RUN wget https://github.com/4ment/physher/archive/refs/tags/v2.0.1.tar.gz
tar -xzvf v2.0.1.tar.gz
cmake -S physher-2.0.1 -B physher-2.0.1/build -DBUILD_CPP_WRAPPER=on -DBUILD_TESTING=on -DCMAKE_INSTALL_PREFIX=$CONDA_PREFIX/envs/torchtree-experiments
cmake --build physher-2.0.1/build/ --target install
export LIBRARY_PATH=$LIBRARY_PATH:$CONDA_PREFIX/envs/torchtree-experiments/lib

pip install torch==1.12.1 numpy==1.22 torchtree==1.0.2
pip install torchtree-physher==1.0.0 torchtree-scipy==1.0.0

### Running the pipeline

nextflow run main.nf -profile conda --sc2 sc2.fa

`sc2.fa` is the sequence alignment file containing the SARS-CoV-2 sequences (see [SARS-CoV-2](#sars-cov-2) section for more details)
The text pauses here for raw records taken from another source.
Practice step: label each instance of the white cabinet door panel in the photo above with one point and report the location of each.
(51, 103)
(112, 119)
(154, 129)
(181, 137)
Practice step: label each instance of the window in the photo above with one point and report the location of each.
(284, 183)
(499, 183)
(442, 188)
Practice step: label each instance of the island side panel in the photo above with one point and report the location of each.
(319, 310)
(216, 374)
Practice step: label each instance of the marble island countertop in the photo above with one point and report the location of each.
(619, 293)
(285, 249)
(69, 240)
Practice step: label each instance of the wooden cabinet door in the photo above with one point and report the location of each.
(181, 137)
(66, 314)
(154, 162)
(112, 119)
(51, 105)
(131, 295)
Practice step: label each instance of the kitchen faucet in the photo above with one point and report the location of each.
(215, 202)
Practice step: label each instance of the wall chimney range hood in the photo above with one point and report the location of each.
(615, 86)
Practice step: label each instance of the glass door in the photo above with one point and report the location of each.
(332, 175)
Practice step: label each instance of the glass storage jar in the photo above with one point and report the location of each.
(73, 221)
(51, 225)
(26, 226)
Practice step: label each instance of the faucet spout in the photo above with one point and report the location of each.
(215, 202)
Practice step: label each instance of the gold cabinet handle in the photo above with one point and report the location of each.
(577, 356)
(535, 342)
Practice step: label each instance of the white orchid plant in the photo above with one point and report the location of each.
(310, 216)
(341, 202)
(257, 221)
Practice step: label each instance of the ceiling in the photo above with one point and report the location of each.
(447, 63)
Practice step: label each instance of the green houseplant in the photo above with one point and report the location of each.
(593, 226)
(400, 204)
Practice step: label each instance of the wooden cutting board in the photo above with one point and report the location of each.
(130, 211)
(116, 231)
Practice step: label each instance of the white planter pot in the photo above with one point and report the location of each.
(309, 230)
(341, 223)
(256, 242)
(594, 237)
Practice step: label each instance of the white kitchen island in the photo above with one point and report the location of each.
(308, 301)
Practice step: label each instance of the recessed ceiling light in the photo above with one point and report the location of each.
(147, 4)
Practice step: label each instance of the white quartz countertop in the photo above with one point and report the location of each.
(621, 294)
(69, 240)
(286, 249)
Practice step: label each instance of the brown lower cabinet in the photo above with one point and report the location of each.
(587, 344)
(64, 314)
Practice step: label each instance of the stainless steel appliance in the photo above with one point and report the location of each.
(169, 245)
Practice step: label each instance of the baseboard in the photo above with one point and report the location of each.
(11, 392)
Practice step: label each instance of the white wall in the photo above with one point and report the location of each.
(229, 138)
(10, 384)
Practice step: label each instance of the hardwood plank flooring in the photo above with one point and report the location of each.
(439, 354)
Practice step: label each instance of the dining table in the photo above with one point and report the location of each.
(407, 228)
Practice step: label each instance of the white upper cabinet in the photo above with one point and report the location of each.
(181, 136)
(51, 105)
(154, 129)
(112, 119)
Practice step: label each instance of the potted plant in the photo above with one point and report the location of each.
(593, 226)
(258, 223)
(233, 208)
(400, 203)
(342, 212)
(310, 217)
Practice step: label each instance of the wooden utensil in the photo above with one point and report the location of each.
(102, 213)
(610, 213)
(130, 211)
## Pipeline with docker or singularity
There is no need to install dependencies with docker or singularity.

### Running the pipeline with docker

nextflow run main.nf -profile docker --sc2 sc2.fa

### Running the pipeline with singularity and PBS

nextflow -C configs/uts.config run main.nf -profile singularity --sc2 sc2.fa

Since the pipeline will take weeks to run to completion one should use a high performance computer. An example of configuration file for PBS Pro can be found in the [configs](configs/) folder.

## Summarizing results

All R packages used for plotting the results can be installed using renv. This command needs to be run only once.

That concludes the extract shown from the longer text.